There are a boatload of state managed boat-in campsites on the Saranac Lakes but, unfortunately, those are fully booked through August.  I would have at least a small concern with capacity/availability of first come/first served sites in the region - less concern in St. Regis as portages keep the crowds away, but greater concern in the easier accessed lakes (really just like Algonquin, in that sense).

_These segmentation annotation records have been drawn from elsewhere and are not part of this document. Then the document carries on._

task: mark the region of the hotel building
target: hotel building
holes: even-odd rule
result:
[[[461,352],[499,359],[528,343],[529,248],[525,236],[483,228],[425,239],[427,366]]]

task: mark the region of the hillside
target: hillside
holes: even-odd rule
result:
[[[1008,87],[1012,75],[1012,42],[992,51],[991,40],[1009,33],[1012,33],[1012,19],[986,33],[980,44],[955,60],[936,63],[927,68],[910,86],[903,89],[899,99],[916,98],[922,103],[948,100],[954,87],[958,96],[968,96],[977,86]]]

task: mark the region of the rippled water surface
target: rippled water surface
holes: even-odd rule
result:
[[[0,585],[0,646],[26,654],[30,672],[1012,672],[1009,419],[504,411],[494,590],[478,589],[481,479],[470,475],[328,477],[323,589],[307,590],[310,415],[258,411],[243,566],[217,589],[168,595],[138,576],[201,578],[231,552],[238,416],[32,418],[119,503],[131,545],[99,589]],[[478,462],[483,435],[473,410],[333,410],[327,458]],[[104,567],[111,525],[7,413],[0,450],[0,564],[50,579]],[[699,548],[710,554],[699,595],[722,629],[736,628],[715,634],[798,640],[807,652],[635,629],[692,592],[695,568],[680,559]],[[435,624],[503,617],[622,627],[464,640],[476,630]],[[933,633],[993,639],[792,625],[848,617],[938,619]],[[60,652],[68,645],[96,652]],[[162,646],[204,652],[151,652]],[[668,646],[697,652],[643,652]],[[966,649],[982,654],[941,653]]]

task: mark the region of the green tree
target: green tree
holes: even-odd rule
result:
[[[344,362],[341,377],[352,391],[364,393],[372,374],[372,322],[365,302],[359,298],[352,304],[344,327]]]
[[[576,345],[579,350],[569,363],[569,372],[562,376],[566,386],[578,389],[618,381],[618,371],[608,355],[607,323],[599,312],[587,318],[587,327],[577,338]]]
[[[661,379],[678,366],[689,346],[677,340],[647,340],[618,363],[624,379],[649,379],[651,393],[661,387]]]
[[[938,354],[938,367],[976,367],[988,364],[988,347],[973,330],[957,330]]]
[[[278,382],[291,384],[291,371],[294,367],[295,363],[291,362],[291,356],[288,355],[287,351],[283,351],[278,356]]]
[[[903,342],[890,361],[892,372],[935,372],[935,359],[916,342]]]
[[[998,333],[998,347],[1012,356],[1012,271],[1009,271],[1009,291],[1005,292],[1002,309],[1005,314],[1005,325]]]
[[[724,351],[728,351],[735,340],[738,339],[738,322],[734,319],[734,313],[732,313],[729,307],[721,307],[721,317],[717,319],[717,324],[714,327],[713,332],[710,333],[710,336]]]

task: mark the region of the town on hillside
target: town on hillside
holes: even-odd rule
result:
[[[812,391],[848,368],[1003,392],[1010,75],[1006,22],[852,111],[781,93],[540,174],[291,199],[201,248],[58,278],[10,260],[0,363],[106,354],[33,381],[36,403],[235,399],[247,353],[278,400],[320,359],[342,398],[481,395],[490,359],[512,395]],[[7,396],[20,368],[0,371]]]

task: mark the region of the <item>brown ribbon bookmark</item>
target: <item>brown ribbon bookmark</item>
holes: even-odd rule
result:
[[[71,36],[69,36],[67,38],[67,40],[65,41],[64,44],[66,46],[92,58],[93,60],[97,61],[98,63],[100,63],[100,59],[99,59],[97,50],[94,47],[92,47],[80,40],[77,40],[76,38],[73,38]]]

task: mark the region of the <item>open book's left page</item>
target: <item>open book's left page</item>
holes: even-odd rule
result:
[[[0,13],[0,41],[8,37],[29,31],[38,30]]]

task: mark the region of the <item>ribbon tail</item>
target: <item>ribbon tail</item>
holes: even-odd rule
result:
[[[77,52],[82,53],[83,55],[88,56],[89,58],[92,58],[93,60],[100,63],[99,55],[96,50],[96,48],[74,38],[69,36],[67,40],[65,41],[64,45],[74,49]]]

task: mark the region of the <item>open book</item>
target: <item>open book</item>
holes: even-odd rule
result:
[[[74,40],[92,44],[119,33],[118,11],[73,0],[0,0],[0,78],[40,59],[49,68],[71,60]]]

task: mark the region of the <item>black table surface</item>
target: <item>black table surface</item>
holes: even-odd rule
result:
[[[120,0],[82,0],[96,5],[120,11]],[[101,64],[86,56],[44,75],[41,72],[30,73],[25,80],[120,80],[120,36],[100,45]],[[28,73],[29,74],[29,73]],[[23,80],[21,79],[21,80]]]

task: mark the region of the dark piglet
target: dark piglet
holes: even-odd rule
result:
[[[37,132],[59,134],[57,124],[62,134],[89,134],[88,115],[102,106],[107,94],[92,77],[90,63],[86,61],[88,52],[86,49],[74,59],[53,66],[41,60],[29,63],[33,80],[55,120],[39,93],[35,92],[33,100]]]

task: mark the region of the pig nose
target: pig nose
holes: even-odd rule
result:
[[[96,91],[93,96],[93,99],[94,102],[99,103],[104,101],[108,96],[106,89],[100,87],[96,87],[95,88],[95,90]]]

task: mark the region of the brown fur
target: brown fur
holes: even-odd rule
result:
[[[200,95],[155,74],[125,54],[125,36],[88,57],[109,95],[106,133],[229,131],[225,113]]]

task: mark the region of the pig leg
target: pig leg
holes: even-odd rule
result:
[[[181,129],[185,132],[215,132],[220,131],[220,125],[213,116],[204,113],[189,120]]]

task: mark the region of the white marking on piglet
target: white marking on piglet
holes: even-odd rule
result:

Joe Schmoe is spot on about the hiking being excellent in the ADKs (although I don't think he's been to Colorado where they count how many 12,000+ foot peaks you've climbed vs. how many 4,000+ foot peaks in the ADKs).  The mountains are substantially different - the Rockies are often snow-capped, have more loose rock and are geologically immature compared to the hundreds of millions of years of weathering and glaciation that the ADKs have sustained. Nonetheless, the hiking is excellent, many opportunities for swimming holes, waterfalls, etc.

You may end up looking at some of the charming motels that dot the area - you can get a pretty cheap place on a lake in relative comfort as well.  If you get skunked trying to find a campsite that would be a possible plan B. 

It's not Algonquin, but it's a nice substitute in the unlikely event of a meteorite impact or global pandemic forces you to change your plans.  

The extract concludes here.